KANSAS CITY — MMGY Travel Intelligence, MMGY Global’s research and insights division, has released findings from the 2021 “Spring Edition” of its Portrait of American Travelers survey, marking the study’s 31st year of publication. Following a year of uncertainty, along with constantly changing attitudes and policies toward travel, the results indicated unprecedented optimism from leisure travelers in advance of the summer travel season. The Traveler Sentiment Index (TSI) rose to 119 (pre-pandemic levels), affirming that U.S. adults are thinking much more positively about travel than they were throughout this past year.
While there is much optimism, concerns for safety continue to affect demand, although not slowing what is a considerable increase in travel intent. Along with positive signs such as increased vaccinations and decreasing COVID-19 cases and hospitalizations, safety remains below its pre-pandemic levels.

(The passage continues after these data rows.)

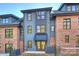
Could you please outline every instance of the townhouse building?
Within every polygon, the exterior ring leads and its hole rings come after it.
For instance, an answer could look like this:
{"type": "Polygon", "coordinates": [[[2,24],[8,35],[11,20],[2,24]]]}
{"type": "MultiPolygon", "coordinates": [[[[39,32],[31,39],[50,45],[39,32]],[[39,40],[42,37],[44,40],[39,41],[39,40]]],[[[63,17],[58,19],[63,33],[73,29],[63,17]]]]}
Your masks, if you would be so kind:
{"type": "Polygon", "coordinates": [[[22,10],[24,20],[25,51],[55,51],[54,20],[51,19],[52,7],[22,10]],[[52,48],[52,49],[51,49],[52,48]]]}
{"type": "Polygon", "coordinates": [[[12,14],[0,15],[0,53],[20,53],[19,20],[12,14]]]}
{"type": "Polygon", "coordinates": [[[0,53],[44,51],[54,55],[79,55],[79,3],[21,10],[22,21],[0,15],[0,53]]]}
{"type": "Polygon", "coordinates": [[[55,17],[56,54],[79,55],[79,3],[64,3],[55,17]]]}

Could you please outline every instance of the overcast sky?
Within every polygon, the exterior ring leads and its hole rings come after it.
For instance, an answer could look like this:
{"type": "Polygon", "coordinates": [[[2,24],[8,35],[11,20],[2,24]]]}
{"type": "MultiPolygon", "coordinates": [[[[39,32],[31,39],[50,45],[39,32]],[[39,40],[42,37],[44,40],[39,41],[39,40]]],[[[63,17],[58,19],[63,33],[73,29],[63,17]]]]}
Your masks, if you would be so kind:
{"type": "Polygon", "coordinates": [[[61,3],[0,3],[0,15],[14,14],[18,17],[23,17],[21,10],[52,7],[52,10],[57,10],[61,3]]]}

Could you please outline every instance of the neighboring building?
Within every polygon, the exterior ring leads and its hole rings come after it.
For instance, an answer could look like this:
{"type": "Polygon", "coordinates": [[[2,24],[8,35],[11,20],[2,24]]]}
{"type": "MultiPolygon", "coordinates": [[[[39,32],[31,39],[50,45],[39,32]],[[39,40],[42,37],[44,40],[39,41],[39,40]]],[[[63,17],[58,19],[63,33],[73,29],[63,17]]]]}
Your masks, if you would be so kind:
{"type": "Polygon", "coordinates": [[[0,15],[0,53],[20,53],[20,22],[12,14],[0,15]]]}
{"type": "Polygon", "coordinates": [[[48,52],[53,47],[55,23],[51,19],[51,10],[52,8],[48,7],[21,11],[24,15],[25,51],[48,52]]]}
{"type": "Polygon", "coordinates": [[[64,3],[56,17],[57,55],[79,55],[79,3],[64,3]]]}

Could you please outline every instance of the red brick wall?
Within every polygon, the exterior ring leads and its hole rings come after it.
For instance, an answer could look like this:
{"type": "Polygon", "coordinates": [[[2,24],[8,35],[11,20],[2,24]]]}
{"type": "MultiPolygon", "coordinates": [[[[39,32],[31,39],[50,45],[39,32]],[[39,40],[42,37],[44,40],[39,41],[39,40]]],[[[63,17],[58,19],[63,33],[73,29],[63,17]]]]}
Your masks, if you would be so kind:
{"type": "Polygon", "coordinates": [[[78,24],[78,16],[57,16],[56,17],[56,48],[57,54],[59,53],[59,47],[66,48],[66,47],[75,47],[77,45],[76,35],[79,35],[79,24],[78,24]],[[64,30],[63,29],[63,19],[64,18],[71,18],[71,29],[64,30]],[[70,36],[69,43],[65,43],[65,35],[70,36]],[[58,47],[59,46],[59,47],[58,47]]]}

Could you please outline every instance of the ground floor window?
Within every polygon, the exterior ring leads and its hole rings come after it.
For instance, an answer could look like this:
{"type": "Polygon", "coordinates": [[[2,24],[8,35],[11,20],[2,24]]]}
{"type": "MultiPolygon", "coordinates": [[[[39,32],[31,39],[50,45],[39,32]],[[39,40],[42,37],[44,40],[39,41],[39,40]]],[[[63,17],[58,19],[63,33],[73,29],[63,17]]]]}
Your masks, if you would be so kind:
{"type": "Polygon", "coordinates": [[[5,52],[6,53],[11,53],[13,51],[13,44],[5,44],[5,52]]]}
{"type": "Polygon", "coordinates": [[[37,50],[44,50],[46,47],[46,41],[35,41],[37,50]]]}
{"type": "Polygon", "coordinates": [[[13,38],[13,29],[5,29],[5,38],[13,38]]]}
{"type": "Polygon", "coordinates": [[[28,40],[28,48],[32,48],[32,40],[28,40]]]}

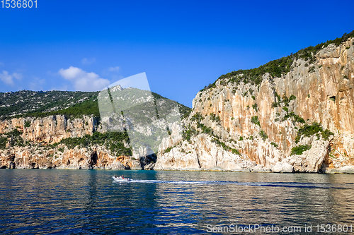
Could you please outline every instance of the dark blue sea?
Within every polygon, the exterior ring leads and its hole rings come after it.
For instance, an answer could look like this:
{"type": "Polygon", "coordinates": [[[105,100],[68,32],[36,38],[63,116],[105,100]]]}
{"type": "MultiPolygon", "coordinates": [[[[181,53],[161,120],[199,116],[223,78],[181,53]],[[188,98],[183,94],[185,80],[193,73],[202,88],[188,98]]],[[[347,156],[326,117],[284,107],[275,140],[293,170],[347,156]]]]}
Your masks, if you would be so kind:
{"type": "Polygon", "coordinates": [[[353,234],[352,224],[354,175],[0,170],[3,234],[353,234]],[[134,180],[113,182],[121,174],[134,180]]]}

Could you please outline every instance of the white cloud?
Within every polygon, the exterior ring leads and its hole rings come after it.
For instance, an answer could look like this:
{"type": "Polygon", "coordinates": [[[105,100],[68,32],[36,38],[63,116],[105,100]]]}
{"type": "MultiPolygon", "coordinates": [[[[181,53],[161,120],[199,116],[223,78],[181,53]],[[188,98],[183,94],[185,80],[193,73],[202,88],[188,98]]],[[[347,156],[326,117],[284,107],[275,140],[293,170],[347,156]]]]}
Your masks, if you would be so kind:
{"type": "Polygon", "coordinates": [[[74,83],[74,87],[76,90],[101,90],[110,85],[108,80],[101,78],[95,73],[88,73],[77,67],[70,66],[67,69],[62,68],[58,73],[66,80],[74,83]]]}
{"type": "Polygon", "coordinates": [[[119,70],[120,70],[119,66],[110,67],[110,68],[108,68],[108,71],[110,72],[118,72],[119,71],[119,70]]]}
{"type": "Polygon", "coordinates": [[[90,59],[84,58],[83,59],[81,59],[81,63],[82,64],[84,65],[91,64],[95,63],[95,61],[96,61],[96,58],[90,58],[90,59]]]}
{"type": "Polygon", "coordinates": [[[5,84],[13,85],[13,78],[17,80],[21,80],[22,79],[22,74],[17,73],[9,74],[8,71],[6,71],[4,70],[3,70],[2,73],[0,73],[0,80],[5,84]]]}

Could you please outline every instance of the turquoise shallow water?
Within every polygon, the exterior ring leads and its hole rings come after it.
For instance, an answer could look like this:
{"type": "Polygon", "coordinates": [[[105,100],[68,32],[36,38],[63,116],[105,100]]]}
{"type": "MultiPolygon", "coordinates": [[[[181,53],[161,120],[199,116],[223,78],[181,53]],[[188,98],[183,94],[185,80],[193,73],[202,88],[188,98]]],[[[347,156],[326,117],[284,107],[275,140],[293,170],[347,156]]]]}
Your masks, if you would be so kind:
{"type": "Polygon", "coordinates": [[[354,175],[0,170],[0,233],[185,234],[353,222],[354,175]],[[135,181],[114,183],[115,174],[135,181]]]}

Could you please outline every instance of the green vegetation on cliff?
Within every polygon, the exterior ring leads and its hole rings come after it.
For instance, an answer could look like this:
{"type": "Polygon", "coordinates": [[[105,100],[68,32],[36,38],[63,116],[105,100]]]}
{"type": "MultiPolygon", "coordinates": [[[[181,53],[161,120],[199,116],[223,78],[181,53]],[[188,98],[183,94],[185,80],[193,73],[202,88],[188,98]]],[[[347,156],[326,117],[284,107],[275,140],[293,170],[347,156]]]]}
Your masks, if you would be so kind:
{"type": "Polygon", "coordinates": [[[110,150],[112,154],[115,154],[116,156],[131,156],[132,150],[125,147],[123,142],[129,143],[129,137],[126,132],[106,132],[104,133],[95,132],[92,135],[85,135],[81,138],[62,139],[60,142],[53,144],[52,146],[57,147],[60,144],[64,144],[69,149],[73,149],[76,146],[89,147],[94,145],[104,145],[110,150]]]}
{"type": "Polygon", "coordinates": [[[309,150],[311,147],[312,146],[310,145],[299,145],[297,147],[294,147],[293,148],[291,149],[291,155],[301,155],[304,152],[309,150]]]}
{"type": "MultiPolygon", "coordinates": [[[[155,100],[171,100],[155,92],[152,94],[155,100]]],[[[3,106],[0,107],[0,118],[41,118],[51,115],[64,115],[67,119],[81,118],[84,115],[99,117],[98,95],[98,92],[21,90],[16,92],[0,92],[0,106],[3,106]]],[[[191,109],[178,102],[177,104],[181,116],[188,116],[191,109]]]]}

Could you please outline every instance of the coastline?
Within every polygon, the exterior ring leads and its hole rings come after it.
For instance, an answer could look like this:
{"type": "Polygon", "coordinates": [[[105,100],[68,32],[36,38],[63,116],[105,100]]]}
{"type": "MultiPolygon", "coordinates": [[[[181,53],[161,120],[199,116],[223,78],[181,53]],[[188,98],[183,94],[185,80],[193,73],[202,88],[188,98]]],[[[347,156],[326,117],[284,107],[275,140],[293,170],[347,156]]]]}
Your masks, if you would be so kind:
{"type": "MultiPolygon", "coordinates": [[[[235,173],[273,173],[273,174],[354,174],[354,170],[352,169],[331,169],[330,171],[326,172],[276,172],[270,169],[259,171],[253,171],[252,169],[238,169],[238,170],[226,170],[226,169],[76,169],[76,168],[16,168],[16,169],[17,169],[17,170],[98,170],[98,171],[210,171],[210,172],[235,172],[235,173]]],[[[1,170],[0,169],[0,170],[1,170]]]]}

At the time of the survey, it lingered 12 points lower on the TSI than it did in February 2020.
“It has been a devastating year for the travel industry, but companies have remained incredibly resilient and steadfast in their commitment to meeting travelers’ needs and concerns,” said Chris Davidson, EVP, MMGY Travel Intelligence. “The results from the study show that we are already in the midst of an impressive rebound, and travel companies should leverage these insights and use them to guide their strategies in the months ahead.”

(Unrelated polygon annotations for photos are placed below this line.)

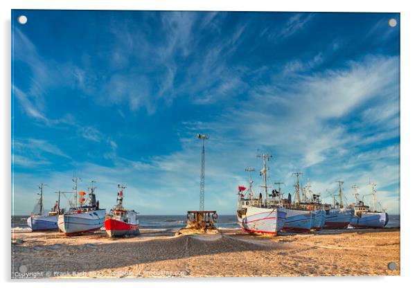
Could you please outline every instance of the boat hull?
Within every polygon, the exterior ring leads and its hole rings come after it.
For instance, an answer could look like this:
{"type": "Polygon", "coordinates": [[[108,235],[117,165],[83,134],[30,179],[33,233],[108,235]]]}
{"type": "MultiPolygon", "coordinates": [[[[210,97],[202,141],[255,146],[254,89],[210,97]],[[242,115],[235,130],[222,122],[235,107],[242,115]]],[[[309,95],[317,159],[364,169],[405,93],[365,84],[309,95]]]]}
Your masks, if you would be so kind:
{"type": "Polygon", "coordinates": [[[347,228],[353,216],[353,209],[332,209],[326,212],[324,229],[344,229],[347,228]]]}
{"type": "Polygon", "coordinates": [[[387,213],[365,212],[360,217],[354,217],[351,221],[351,226],[354,228],[382,228],[388,223],[387,213]]]}
{"type": "Polygon", "coordinates": [[[58,229],[58,217],[33,215],[28,218],[28,226],[32,231],[44,231],[58,229]]]}
{"type": "Polygon", "coordinates": [[[283,208],[287,219],[283,231],[287,232],[309,232],[314,226],[316,215],[314,211],[283,208]]]}
{"type": "Polygon", "coordinates": [[[313,211],[313,213],[315,214],[315,219],[312,229],[316,231],[321,230],[326,223],[326,212],[322,210],[318,210],[313,211]]]}
{"type": "Polygon", "coordinates": [[[276,235],[284,226],[286,213],[282,208],[246,207],[246,214],[238,215],[242,229],[248,233],[276,235]]]}
{"type": "Polygon", "coordinates": [[[104,225],[106,233],[109,237],[139,234],[139,225],[131,224],[114,219],[106,219],[104,225]]]}
{"type": "Polygon", "coordinates": [[[94,231],[103,227],[105,215],[105,209],[64,214],[58,217],[58,226],[68,236],[94,231]]]}

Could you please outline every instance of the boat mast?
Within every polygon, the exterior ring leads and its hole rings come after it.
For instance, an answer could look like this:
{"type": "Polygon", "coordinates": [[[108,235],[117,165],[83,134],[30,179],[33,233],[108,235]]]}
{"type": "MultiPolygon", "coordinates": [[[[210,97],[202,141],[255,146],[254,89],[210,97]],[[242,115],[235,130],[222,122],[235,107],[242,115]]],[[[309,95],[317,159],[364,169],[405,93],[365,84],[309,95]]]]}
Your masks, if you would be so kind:
{"type": "Polygon", "coordinates": [[[94,195],[94,190],[97,187],[94,187],[94,183],[96,181],[94,180],[91,180],[91,187],[89,188],[90,192],[89,193],[89,198],[90,199],[90,206],[96,206],[96,196],[94,195]]]}
{"type": "Polygon", "coordinates": [[[359,195],[359,193],[357,192],[357,189],[359,189],[359,186],[357,185],[353,185],[352,186],[352,188],[355,190],[355,205],[357,204],[357,195],[359,195]]]}
{"type": "Polygon", "coordinates": [[[74,185],[73,186],[73,191],[74,192],[74,208],[77,208],[77,205],[78,203],[78,179],[80,179],[80,181],[82,181],[80,177],[77,176],[73,177],[73,182],[74,182],[74,185]]]}
{"type": "Polygon", "coordinates": [[[375,206],[375,194],[376,193],[376,183],[375,182],[372,182],[370,184],[372,187],[372,208],[374,211],[376,211],[376,207],[375,206]]]}
{"type": "Polygon", "coordinates": [[[297,181],[295,183],[295,185],[294,186],[295,187],[295,192],[296,192],[296,197],[297,198],[297,204],[300,205],[300,175],[302,175],[303,173],[301,173],[301,172],[296,172],[294,173],[292,173],[293,175],[295,175],[295,177],[297,179],[297,181]]]}
{"type": "Polygon", "coordinates": [[[263,159],[263,168],[260,170],[260,174],[263,176],[263,186],[260,186],[265,188],[265,201],[268,199],[268,186],[267,186],[267,161],[269,161],[272,158],[272,155],[264,154],[263,155],[256,155],[256,157],[263,159]]]}
{"type": "Polygon", "coordinates": [[[38,195],[40,196],[39,198],[39,215],[44,214],[44,199],[43,199],[44,185],[46,185],[46,184],[41,183],[41,185],[37,186],[37,188],[39,188],[38,195]]]}
{"type": "Polygon", "coordinates": [[[281,201],[281,184],[283,184],[283,182],[275,182],[275,185],[278,185],[278,199],[281,201]]]}
{"type": "Polygon", "coordinates": [[[252,172],[255,171],[255,168],[254,168],[253,167],[247,167],[246,169],[245,169],[245,171],[246,172],[249,172],[249,199],[251,200],[254,199],[254,192],[252,191],[252,184],[254,183],[254,181],[252,180],[252,172]]]}
{"type": "Polygon", "coordinates": [[[117,207],[118,209],[123,209],[123,190],[126,188],[126,186],[123,186],[123,185],[118,184],[117,187],[121,190],[117,193],[117,207]]]}
{"type": "Polygon", "coordinates": [[[341,180],[338,180],[337,183],[339,183],[339,208],[343,208],[343,196],[341,195],[341,185],[344,183],[344,182],[341,180]]]}

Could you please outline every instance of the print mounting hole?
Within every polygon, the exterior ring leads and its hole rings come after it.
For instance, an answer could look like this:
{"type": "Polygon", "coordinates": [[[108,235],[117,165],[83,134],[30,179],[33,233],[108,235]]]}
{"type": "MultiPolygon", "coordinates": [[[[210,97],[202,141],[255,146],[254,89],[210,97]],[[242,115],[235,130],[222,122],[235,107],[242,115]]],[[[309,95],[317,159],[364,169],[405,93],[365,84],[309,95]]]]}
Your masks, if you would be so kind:
{"type": "Polygon", "coordinates": [[[28,21],[28,17],[25,15],[20,15],[17,17],[17,21],[21,25],[24,25],[28,21]]]}
{"type": "Polygon", "coordinates": [[[396,20],[393,18],[390,19],[389,21],[388,21],[388,25],[389,25],[391,27],[396,26],[397,26],[397,20],[396,20]]]}

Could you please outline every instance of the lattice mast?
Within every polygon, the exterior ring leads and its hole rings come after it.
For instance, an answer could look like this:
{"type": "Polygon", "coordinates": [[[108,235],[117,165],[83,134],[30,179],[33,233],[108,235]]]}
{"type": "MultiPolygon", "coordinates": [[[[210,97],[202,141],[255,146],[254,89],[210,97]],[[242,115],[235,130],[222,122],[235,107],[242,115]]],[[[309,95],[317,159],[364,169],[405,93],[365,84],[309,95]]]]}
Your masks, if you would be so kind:
{"type": "Polygon", "coordinates": [[[41,183],[41,185],[37,186],[39,188],[39,214],[44,215],[44,186],[46,186],[43,183],[41,183]]]}
{"type": "Polygon", "coordinates": [[[247,167],[245,169],[245,171],[249,172],[249,199],[251,200],[254,199],[254,191],[252,190],[252,186],[254,184],[254,181],[252,180],[252,172],[255,171],[255,168],[253,167],[247,167]]]}
{"type": "Polygon", "coordinates": [[[375,182],[369,182],[369,185],[371,185],[371,187],[372,188],[372,209],[374,211],[376,211],[376,207],[375,206],[375,194],[376,194],[376,183],[375,182]]]}
{"type": "Polygon", "coordinates": [[[294,175],[297,179],[294,186],[295,187],[295,195],[297,199],[297,204],[300,205],[300,176],[302,175],[303,173],[301,173],[301,172],[296,172],[294,173],[292,173],[292,174],[294,175]]]}
{"type": "Polygon", "coordinates": [[[274,184],[275,185],[278,185],[278,199],[279,201],[281,201],[281,196],[282,196],[282,192],[281,192],[281,184],[283,184],[284,182],[275,182],[274,184]]]}
{"type": "Polygon", "coordinates": [[[339,183],[339,207],[343,208],[343,195],[341,192],[341,186],[343,185],[344,181],[338,180],[337,183],[339,183]]]}
{"type": "Polygon", "coordinates": [[[202,148],[202,171],[200,174],[200,180],[199,180],[199,210],[204,210],[204,165],[206,161],[206,149],[204,147],[204,142],[206,140],[208,139],[208,135],[206,134],[200,134],[199,133],[197,134],[197,138],[202,140],[203,141],[203,147],[202,148]]]}
{"type": "Polygon", "coordinates": [[[357,185],[353,185],[353,186],[352,186],[352,188],[355,190],[353,195],[355,196],[355,204],[356,205],[356,204],[357,204],[357,196],[359,195],[359,193],[357,192],[357,190],[360,188],[360,187],[357,185]]]}
{"type": "Polygon", "coordinates": [[[73,182],[74,183],[73,186],[73,191],[74,193],[74,204],[73,208],[77,208],[77,205],[78,203],[78,180],[82,181],[81,178],[76,176],[73,177],[73,182]]]}
{"type": "Polygon", "coordinates": [[[267,185],[267,161],[269,161],[271,158],[272,158],[272,155],[264,154],[262,155],[256,155],[257,158],[262,158],[263,160],[263,168],[262,170],[260,170],[260,174],[263,178],[263,186],[261,186],[260,188],[265,189],[265,200],[268,199],[268,186],[267,185]]]}

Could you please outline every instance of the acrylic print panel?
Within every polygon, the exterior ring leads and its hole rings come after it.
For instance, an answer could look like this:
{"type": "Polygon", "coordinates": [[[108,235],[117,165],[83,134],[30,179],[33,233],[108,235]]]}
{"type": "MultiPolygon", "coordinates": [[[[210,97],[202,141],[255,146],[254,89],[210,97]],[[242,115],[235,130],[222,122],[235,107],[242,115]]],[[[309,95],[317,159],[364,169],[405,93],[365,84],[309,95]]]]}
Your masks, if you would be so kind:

Where and How Will They Go?
The top states of interest among U.S. travelers over the next two years are Hawaii (64 percent), Florida (62 percent), California (53 percent), Colorado (50 percent), Alaska (49 percent), and New York (49 percent). Some destinations—Portland, Seattle, and Washington, D.C.—have experienced large decreases in interest, possibly the result of political and social unrest that occurred in these destinations throughout the past year. There is some interest in international destinations. However, it remains relatively low with only 19 percent of leisure travelers indicating that they are likely to take an international trip in the next six months—down from 24 percent in January 2020.
Road trips continue to be the most likely form of near-term vacation travel. Three in five U.S. adults (62 percent) expect to take at least one leisure vacation during the next six months with the preferred mode of transportation being personal car, while two in five (38 percent) say they will take a domestic flight. Looking further out to the next 12 months, four in five (81 percent) U.S. adults expect to take at least one trip.
Travel Intentions and Spending Expectations
The intent to take a vacation during the next six months decreases with age and increases with household income. Active leisure travelers—those who intend to travel within the next 12 months—expect to take 3.7 overnight leisure trips this year and spend an average of $2,415 on those trips. Gen Xers and Boomers intend to take fewer trips than Gen Zs and Millennials, but these seasoned travelers intend to spend more overall. This difference in spending expectations is likely because Boomers tend to have more available time for travel, more discretionary income, and they’re the generation that’s first in line for COVID-19 vaccinations.
Though travelers are ready to spend on vacations, they are also anticipating travel deals. Perceptions around the affordability of travel have far surpassed pre-pandemic levels (up 29 points), and this metric was the only TSI component that did not take a significant dip throughout the pandemic as travelers expected travel companies to slash prices given reduced demand.
Corporate business travel demand has historically driven fare and rate strength. However, MMGY Global’s CEO Clayton Reid foresees a historic shift in this dynamic ahead. “MMGY Global believes the next six months will see a unique environment whereby weekend leisure travel demand is so significant that it pushes leisure demand to weekdays, thereby displacing traditional corporate travel. We are calling this ‘reverse compression.’ We think trip volume will not only be led by leisure demand but that fare and rate strength will also come first from consumers and second from business, even in market environments and periods where that just doesn’t happen.”
Sustainability and Travel
The pandemic has had a profound impact on travel behaviors. Travelers are doing more driving than flying, showing a preference for outdoor destinations rather than cities and increasing their focus on the impact of their travel. Fifteen percent of active leisure travelers indicate a travel service provider’s focus on sustainability and environmental considerations greatly impacts their travel decision-making. This sentiment is more evident among younger travelers who showed greater willingness to pay more for travel brands that demonstrate environmental responsibility than their older counterparts. Though the intent to spend more with travel companies that demonstrate environmental responsibility declines the older the traveler segment, 83 percent of active leisure travelers overall indicate they are open to changing some aspect of their travel behavior to reduce their impact on the environment. For example, visiting destinations in the off-season to reduce overcrowding and using less single-use plastics while traveling appear to be changes most are willing to make.